Movie poster for "Young Man With a Horn," directed by Michael Curtiz, 1950

Thematically, the book touches on a number of issues: race, the question of art as opposed to commercialism;  jazz as a form of undefinable personal experience, expression and meaning; one's inner drive and the need to remain true to one's principles.

Baker writes at the outset that the inspiration for her book is "the music, but not the life, of a great musician, Leon (Bix) Beiderbecke." Rick Martin in  Young Man With a Horn is definitely not Bix Beiderbecke -- when Ken Burns' documentary Jazz re-aired a couple of years back I read Jean Pierre Lion's bio of Beiderbecke (Bix: The Definitive Biography of a Jazz Legend) and while there are a couple of similarities, Baker's book is not a borrowing of Beiderbecke's life made fiction. And I have to say that in 1938 the addition of  obviously lesbian characters was pretty gutsy.   It's also a shame that this book isn't as well known as the film that came out of it starring Kirk Douglas, Doris Day and Lauren Bacall.  It's an awesome film if you're into older movies, filled with great music if you're into old jazz,  but now that I've read the novel, it seems that the screenwriters took quite a few liberties in getting it to the big screen.

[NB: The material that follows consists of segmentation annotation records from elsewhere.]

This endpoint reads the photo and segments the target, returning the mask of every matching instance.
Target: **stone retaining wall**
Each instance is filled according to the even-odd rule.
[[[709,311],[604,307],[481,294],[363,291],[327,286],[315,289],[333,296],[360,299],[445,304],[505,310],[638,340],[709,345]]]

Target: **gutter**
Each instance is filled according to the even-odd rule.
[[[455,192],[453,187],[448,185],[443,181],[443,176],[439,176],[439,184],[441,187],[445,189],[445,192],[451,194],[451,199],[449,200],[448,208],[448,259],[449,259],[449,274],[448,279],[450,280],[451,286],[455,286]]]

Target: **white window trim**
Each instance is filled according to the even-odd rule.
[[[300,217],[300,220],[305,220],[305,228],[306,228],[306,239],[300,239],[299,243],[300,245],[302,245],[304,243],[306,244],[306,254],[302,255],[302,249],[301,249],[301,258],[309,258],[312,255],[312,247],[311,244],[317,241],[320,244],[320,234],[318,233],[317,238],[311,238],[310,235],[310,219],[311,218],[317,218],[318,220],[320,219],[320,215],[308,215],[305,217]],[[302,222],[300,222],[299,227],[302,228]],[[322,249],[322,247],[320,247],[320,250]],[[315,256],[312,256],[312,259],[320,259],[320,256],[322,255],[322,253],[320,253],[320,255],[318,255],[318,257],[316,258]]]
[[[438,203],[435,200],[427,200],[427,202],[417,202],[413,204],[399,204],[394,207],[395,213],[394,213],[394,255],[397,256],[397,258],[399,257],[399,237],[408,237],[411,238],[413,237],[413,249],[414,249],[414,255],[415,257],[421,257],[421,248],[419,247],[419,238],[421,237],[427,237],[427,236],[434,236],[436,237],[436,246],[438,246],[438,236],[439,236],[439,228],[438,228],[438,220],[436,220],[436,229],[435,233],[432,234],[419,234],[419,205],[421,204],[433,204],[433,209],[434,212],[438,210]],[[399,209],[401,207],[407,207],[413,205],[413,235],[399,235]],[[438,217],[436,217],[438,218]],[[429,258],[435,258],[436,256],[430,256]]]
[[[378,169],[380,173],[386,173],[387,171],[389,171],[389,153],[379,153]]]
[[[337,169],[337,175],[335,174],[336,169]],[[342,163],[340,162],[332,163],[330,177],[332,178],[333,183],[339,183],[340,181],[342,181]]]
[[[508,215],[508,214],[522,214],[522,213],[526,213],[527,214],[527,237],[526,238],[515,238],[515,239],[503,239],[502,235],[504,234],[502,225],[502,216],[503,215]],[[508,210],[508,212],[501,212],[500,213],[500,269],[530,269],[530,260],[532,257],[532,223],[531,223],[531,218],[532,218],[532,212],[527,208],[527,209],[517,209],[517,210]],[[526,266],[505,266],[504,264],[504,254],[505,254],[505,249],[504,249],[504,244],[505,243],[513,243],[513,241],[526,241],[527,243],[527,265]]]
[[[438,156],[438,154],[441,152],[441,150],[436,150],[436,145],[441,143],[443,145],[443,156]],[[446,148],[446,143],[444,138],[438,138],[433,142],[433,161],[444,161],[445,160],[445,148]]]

 Personally I just don't get why people don't seem very fond of this novel.  Okay, it's a bit melodramatic at the end, which comes rather quickly when maybe there might have been more buildup toward the last scene. At the same time, it's the journey through Rick Martin's short life and career in the first three books that drives this narrative as it leads up to Rick's final moments, as his love for music and his need for creative freedom take hold of him setting the stage for the direction his life will eventually take. By the time you get to the end, the final outcome should actually be of little surprise, considering the author's skill in framing Rick Martin's life up to that point. Young Man With a Horn is an appealing and compelling novel; I highly recommend it to anyone well rounded enough in their reading who can pull themselves away from the New York Times bestseller list or other currently popular novels to enjoy something from the past.